18 octobre 2018: Les services de santé pendant la Grande Guerre

Conférence présentée par Monsieur Dominique Vidal, médecin et spécialiste des problèmes de santé liés aux risques biologiques, qui nous a sensibilisé aux problèmes de secours d’urgence pendant la grande guerre.Tout en soulignant le rôle des infirmières militaires, il a été évoqué la mémoire d’Élisabeth Jalaguier née à Nîmes, dont la famille était vallonnaise, décédée le 20 août 1918 à Pierrefond (Oise), sous les bombes à 28 ans. Une belle soirée, enrichissante, suivi par un public nombreux.

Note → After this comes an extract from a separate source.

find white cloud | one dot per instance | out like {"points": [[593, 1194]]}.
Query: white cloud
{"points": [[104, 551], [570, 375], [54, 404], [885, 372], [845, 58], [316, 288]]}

3 au 13 novembre 2018: Centenaire de l´Armistice 1918

Exposition réalisée par Andrée Chante

11 novembre 1918, jour de la signature de l’armistice de la première guerre mondiale, celle qui devait être la  » der des der » arrive à son terme, après quatre longues années de souffrances vécues sur le front comme à l’arrière.
Après l’exposition de 2014 et la brochure « Mémoire de la Grande Guerre », notre association se devait de commémorer les 100 ans de la fin de ce funeste conflit par une nouvelle exposition.
1918, Fin des hostilités et Après ?
Plus de 10 millions d’hommes ont disparu dans les combats, sur les  8 millions de Français mobilisés, 1 million 4 cent  ne reviendront pas. Presque toutes les familles ont été touchées par ce conflit. Pour Salavas, Lagorce et Vallon plus de 150 noms seront inscrits sur nos monuments aux morts. Nous avons repris dans cette exposition les textes sur les veuves de guerre et les pupilles de la Nation. Nous avons rajouté le bilan catastrophique de la fin de ce conflit meurtrier avec le retour des démobilisés, dont la longue liste se trouve dans la brochure 2014, le retour des prisonniers et celui des soldats de l’armée d’Orient qui furent les oubliés de ce conflit. Enfin, nous évoquons la réhabilitation des insoumis, des déserteurs et des mutins des années 1917 et 1920. Nous terminons par les polémiques et les inaugurations de nos monuments aux morts.
Nous avons tous connu un grand père ou un arrière grand-père qui a participé à cette grande catastrophe. Encore aujourd’hui, on ne peut que s’émouvoir à l’évocation de leurs sacrifices et de leurs souffrances.
La grande Guerre aura transformé la société française. Son souvenir reste gravé dans chaque famille par des témoignages passés de génération en génération et dans chaque village par l’édification d’un monument aux morts.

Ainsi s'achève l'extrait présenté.